Cierta lógica podría establecer que a mayor cantidad de habitantes en un país, más posibilidades hay de que se logren reunir once o quince futbolistas de calidad, dar forma a un brillante representativo.

 

Lógica refutada si se considera que las cinco naciones más pobladas del planeta (China, India, Estados Unidos, Indonesia, Pakistán), distan muchísimo de ser potencias del balón.

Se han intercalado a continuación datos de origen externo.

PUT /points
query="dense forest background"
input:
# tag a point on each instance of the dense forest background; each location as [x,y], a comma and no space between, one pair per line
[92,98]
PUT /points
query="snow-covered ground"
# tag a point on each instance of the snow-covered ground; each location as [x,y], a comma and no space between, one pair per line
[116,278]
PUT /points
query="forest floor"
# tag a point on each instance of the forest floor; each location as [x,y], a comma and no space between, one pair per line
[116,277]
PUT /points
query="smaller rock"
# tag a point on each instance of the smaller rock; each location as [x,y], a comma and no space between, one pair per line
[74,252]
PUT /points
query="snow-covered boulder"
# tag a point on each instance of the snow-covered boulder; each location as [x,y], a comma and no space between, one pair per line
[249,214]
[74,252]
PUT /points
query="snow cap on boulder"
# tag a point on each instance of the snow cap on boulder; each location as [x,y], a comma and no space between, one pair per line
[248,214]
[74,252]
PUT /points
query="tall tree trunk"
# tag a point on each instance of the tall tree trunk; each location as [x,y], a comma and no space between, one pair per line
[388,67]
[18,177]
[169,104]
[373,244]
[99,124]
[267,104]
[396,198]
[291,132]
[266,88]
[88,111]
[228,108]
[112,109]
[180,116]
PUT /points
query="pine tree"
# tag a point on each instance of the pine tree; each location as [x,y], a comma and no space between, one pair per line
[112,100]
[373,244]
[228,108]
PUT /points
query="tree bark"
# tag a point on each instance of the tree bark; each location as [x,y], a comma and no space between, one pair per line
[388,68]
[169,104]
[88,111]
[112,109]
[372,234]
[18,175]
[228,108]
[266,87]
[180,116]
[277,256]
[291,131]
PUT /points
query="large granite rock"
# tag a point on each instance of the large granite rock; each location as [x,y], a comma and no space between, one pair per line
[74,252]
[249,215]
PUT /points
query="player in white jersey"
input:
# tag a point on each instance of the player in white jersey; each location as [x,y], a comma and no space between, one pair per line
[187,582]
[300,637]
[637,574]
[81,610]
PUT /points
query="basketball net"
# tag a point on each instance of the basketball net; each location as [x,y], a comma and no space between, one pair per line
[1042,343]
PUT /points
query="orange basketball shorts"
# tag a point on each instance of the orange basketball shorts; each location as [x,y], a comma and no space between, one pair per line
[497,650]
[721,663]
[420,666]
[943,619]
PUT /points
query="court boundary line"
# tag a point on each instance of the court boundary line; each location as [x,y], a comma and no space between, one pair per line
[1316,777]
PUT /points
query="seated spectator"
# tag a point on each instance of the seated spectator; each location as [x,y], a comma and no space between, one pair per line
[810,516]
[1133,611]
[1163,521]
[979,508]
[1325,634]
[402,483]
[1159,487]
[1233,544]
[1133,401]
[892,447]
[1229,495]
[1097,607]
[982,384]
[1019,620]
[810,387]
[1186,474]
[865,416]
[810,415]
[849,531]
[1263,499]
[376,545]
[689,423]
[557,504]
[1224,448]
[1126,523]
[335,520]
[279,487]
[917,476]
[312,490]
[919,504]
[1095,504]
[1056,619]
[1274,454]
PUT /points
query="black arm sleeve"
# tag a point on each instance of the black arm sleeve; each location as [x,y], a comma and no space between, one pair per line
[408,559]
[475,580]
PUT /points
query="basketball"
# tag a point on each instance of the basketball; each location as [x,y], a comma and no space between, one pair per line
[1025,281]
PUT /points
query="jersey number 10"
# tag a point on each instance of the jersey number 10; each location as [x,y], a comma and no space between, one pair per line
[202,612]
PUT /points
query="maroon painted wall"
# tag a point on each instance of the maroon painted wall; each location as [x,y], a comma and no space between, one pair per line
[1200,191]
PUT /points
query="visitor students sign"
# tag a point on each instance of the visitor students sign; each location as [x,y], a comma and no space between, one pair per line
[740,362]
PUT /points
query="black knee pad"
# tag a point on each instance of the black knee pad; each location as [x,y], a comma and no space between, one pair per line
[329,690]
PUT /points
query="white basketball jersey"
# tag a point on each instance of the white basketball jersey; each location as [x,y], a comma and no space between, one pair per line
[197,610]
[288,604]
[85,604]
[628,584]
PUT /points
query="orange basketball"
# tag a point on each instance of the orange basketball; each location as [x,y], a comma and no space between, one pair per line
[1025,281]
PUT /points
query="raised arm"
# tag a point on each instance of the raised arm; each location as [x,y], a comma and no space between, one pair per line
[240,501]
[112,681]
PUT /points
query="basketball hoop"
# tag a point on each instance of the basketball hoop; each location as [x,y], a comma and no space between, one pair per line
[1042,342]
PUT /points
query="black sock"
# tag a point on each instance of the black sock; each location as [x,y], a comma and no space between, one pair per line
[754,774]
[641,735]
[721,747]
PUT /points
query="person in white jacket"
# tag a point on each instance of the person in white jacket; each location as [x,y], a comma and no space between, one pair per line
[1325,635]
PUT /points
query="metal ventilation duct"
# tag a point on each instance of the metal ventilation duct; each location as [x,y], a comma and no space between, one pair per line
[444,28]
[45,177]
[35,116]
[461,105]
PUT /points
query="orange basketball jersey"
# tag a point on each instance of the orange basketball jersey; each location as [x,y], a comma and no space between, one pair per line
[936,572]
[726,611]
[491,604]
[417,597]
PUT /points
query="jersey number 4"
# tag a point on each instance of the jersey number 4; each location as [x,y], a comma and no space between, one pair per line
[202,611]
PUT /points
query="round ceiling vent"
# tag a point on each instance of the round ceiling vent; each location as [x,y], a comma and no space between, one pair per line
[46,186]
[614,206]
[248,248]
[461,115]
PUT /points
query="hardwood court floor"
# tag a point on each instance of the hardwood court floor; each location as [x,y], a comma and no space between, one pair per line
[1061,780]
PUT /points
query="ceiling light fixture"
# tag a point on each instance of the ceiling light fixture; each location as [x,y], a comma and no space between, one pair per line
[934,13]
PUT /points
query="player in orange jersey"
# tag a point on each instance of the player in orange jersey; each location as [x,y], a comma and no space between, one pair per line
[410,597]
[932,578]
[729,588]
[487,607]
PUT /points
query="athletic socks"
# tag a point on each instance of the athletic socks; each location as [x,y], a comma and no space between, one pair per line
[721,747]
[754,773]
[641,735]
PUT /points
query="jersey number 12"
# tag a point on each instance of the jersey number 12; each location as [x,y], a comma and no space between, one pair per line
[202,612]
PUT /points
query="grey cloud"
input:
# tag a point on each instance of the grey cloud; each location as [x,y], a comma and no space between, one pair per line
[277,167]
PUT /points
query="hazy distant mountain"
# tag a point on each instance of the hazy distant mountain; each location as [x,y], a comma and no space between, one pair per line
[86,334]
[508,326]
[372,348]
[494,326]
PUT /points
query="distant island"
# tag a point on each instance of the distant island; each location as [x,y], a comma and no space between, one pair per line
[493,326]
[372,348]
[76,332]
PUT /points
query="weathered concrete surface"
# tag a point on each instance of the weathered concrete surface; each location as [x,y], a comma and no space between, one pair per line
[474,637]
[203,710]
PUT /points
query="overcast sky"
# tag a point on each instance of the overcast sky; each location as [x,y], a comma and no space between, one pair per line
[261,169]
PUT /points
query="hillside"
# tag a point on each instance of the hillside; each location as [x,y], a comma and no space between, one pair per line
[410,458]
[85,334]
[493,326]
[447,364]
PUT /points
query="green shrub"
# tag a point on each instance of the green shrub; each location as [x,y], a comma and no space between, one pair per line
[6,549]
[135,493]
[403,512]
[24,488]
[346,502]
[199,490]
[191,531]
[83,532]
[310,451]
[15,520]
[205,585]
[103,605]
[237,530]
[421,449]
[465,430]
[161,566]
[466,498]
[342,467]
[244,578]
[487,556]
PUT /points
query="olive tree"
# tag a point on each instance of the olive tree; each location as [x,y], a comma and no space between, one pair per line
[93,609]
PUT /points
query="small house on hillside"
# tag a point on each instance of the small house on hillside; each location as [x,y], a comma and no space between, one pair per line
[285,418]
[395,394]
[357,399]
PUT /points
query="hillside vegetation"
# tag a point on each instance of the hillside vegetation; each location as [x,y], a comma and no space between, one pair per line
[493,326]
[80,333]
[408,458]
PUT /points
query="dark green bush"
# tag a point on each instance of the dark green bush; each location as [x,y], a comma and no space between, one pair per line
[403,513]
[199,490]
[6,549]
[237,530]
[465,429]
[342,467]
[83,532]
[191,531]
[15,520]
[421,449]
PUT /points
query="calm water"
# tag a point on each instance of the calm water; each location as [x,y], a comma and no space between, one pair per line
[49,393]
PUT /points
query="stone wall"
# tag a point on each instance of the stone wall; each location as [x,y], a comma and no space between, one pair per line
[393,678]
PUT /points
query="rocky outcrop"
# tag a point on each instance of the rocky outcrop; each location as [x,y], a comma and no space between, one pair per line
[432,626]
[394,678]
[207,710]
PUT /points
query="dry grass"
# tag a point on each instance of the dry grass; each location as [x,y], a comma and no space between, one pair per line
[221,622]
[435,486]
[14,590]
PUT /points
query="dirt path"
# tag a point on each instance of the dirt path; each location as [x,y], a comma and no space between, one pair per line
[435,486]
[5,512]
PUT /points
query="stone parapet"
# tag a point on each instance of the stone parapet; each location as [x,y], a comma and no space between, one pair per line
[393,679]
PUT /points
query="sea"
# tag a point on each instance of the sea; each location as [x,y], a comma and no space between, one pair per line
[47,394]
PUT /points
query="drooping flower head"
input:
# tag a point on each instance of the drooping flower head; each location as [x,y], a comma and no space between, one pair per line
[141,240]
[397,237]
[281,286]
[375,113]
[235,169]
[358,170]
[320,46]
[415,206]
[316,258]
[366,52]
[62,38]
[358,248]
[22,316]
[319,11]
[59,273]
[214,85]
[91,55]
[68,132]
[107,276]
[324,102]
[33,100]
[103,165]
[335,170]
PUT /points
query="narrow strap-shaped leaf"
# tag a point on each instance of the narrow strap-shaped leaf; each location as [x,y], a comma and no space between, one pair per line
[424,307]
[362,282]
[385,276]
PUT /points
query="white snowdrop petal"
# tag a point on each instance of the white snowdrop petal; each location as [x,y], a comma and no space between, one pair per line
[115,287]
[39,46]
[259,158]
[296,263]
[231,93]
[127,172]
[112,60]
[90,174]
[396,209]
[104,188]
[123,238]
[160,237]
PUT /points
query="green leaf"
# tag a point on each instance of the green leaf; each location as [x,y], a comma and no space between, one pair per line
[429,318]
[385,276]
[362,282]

Cada cual aprovecha su cantidad de habitantes para destacar en cierto campo, algunos de ellos deportivos otros de corte cultural o empresarial, pero queda claro que el volumen del censo no determina ni condena.

 

Parto de tal preámbulo para referirme a la cara nueva que se verá en una Copa del Mundo, la selección de Islandia. Como lo explicaba Gary Lineker, ese individuo tan certero en sus frases como lo fue en sus remates, un sitio con más volcanes que futbolistas fue capaz de eliminar a Inglaterra de la pasada Eurocopa.

 

Una Euro distinta en la que, entre inéditos como Albania o Gales, muchos pudieron pensar que Islandia sólo calificó por el burdo tamaño del torneo. Cosa falsa, Islandia se impuso en sus dos partidos a Holanda y ni siquiera requirió de la repesca. La misma Islandia que rumbo a Brasil 2014 ya estuvo muy cerca de clasificarse tras perder en un ajustado playoff con Croacia.

 

Esa Islandia siempre a mano para que la encasillemos en mitos y leyendas, en sagas y epopeyas, en misticismo y fascinación, con sus no más de 340 mil habitantes y su muy reciente bancarrota nacional –sí, en la crisis de una década atrás, el país quebró como si de una entidad financiera se tratara; vicisitud de la que, como sus fieros navegantes de antaño ante las peores olas, salió con orgullo y supervivencia.

 

Así que, ante el país menos populoso de la UEFA, excluyendo a algunas ciudades-estado como Andorra o San Marino que suelen comerse docenas de goles por eliminatoria, desestimemos por completo la relevancia de la población.

 

Más bien, consideremos el trabajo, las políticas de salud pública apoyadas en la pasión deportiva, el desarrollo de infraestructuras (la cantidad de canchas cubiertas instaladas en la última década y media) y ciertas entrañables rarezas, como que el seleccionador suele ir a un bar antes de cada partido para dialogar de táctica con el parroquiano que así lo desee.

 

El resultado no puede ser casualidad. Mientras Holanda naufraga, mientras otros escandinavos como Noruega o Finlandia lucen lejísimos de los torneos, mientras varias Selecciones de países europeos mucho más grandes ni siquiera sueñan con acercarse a un Mundial (pongamos Bielorrusia, Rumania, Macedonia, Turquía), Islandia comienza a acostumbrarse.

 

Lo mejor, que no se trata de una generación dorada o del milagro fraguado por un futbolista mágico: es todo un proyecto, es todo un concepto, y eso difícilmente caducará.

 

A cada ritual de aplausos en sintonía con los de la grada, se sumarán miles en Rusia por una sencilla razón: esa selección, semiprofesional y esforzada, de profesionistas y personas comunes, de la más obstinada competitividad y un seleccionador que debate en público con una cerveza, es de alguna forma la que todos quisiéramos tener.

 

Esa selección de la tierra que, con más volcanes que jugadores, pudo conformarse con lava y geiseres, pero decidió patear el balón. Y cuando algo se decide ahí, sea llegar a una costa distante en miles de kilómetros o remontar una bancarrota nacional, ya se ve lo que pasa.